Under certain circumstances, cash received by a U.S. holder in lieu of fractional shares could be treated as a dividend for U.S. federal income tax purposes instead of capital gain. We recommend that U.S. holders of our Common Stock consult their own tax advisors to determine the extent to which their receipts of cash in lieu of fractional shares could be treated as dividends.




U.S. Information Reporting and Backup Withholding

Payments of cash made to a U.S holder in lieu of a fractional share of our Common Stock may be subject to information reporting. In addition, U.S. holders may be subject to backup withholding at the rate specified in the Code on the payment of such cash if they do not provide their taxpayer identification numbers in the manner required, or otherwise fail to comply with applicable backup withholding tax rules. Backup withholding is not an additional tax. Any amounts withheld under the backup withholding rules may be refunded or allowed as a credit against the U.S. holder’s federal income tax liability, if any, provided the required information is timely furnished to the IRS.

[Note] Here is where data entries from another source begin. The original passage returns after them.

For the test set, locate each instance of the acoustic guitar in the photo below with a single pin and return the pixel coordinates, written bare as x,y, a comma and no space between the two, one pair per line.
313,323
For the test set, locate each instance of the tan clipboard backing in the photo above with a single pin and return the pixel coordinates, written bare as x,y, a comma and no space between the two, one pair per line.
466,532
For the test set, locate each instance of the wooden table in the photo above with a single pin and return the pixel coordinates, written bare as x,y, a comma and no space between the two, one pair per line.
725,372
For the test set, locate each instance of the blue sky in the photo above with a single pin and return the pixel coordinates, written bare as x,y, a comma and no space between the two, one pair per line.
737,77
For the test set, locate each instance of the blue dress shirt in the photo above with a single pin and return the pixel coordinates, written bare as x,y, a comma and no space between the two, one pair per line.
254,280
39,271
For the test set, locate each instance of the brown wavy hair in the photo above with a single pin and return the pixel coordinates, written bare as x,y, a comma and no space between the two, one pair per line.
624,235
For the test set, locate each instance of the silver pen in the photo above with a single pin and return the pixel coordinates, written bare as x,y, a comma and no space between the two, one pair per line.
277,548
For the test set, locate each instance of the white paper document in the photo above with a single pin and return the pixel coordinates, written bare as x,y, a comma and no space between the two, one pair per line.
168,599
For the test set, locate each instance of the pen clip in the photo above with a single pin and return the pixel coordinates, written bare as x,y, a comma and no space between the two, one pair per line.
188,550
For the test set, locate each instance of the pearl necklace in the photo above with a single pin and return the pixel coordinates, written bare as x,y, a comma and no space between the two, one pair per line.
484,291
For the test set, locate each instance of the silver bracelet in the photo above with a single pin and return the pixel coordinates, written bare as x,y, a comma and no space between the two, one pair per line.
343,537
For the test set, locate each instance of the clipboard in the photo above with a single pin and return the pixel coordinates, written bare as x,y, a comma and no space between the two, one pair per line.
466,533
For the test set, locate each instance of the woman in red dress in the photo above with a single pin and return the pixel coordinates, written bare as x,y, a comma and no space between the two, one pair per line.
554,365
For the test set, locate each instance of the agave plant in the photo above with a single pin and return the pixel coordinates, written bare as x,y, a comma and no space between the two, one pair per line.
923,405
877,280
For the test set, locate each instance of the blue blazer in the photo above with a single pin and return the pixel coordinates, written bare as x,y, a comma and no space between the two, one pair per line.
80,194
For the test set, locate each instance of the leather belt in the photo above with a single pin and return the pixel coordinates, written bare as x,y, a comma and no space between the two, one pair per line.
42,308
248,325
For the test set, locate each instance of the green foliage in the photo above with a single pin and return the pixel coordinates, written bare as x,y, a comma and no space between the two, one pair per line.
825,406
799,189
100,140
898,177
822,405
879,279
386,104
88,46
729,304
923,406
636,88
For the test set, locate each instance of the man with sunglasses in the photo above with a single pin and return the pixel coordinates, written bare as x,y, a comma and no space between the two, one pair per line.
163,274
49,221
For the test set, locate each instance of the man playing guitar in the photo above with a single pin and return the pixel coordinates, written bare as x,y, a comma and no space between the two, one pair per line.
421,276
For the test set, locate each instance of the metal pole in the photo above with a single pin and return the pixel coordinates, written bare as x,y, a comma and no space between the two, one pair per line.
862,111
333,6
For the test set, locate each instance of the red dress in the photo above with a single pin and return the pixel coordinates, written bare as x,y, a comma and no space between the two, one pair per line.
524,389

Tax Consequences to Non-U.S. Holders

Generally, a beneficial owner of our Common Stock that is neither a U.S. holder nor a partnership (or an entity treated as a partnership for U.S. federal income tax purposes) (a “non-U.S. holder”) should not recognize any gain or loss upon the Reverse Stock Split. Any gain or loss with respect to cash received in lieu of a fractional share of our Common Stock should also generally not be subject to U.S. federal income or withholding tax unless (a) such gain or loss is effectively connected with the non-U.S. holder’s conduct of a trade or business in the United States (and, if required by an applicable income tax treaty, is attributable to a U.S. permanent establishment maintained by the non-U.S. holder), (b) the non-U.S. holder is a nonresident alien individual present in the United States for 183 days or more during the taxable year of the Reverse Stock Split and certain other conditions are met, or (c) our Common Stock constitutes a U.S. real property interest by reason of our status as U.S. real property holding corporation (“USRPHC”) for U.S. federal income tax purposes at any time within the shorter of the five-year period preceding the Reverse Stock Split and the non-U.S. holder’s holding period for our Common Stock. We believe that we are not currently, and were not at any time during the five-year period preceding the Reverse Stock Split, a USRPHC. However, because the determination of whether we are a USRPHC depends on the fair market value of our United States real property interests relative to the fair market value of our other business assets, there can be no assurance that we are not or were not at any time a USRPHC.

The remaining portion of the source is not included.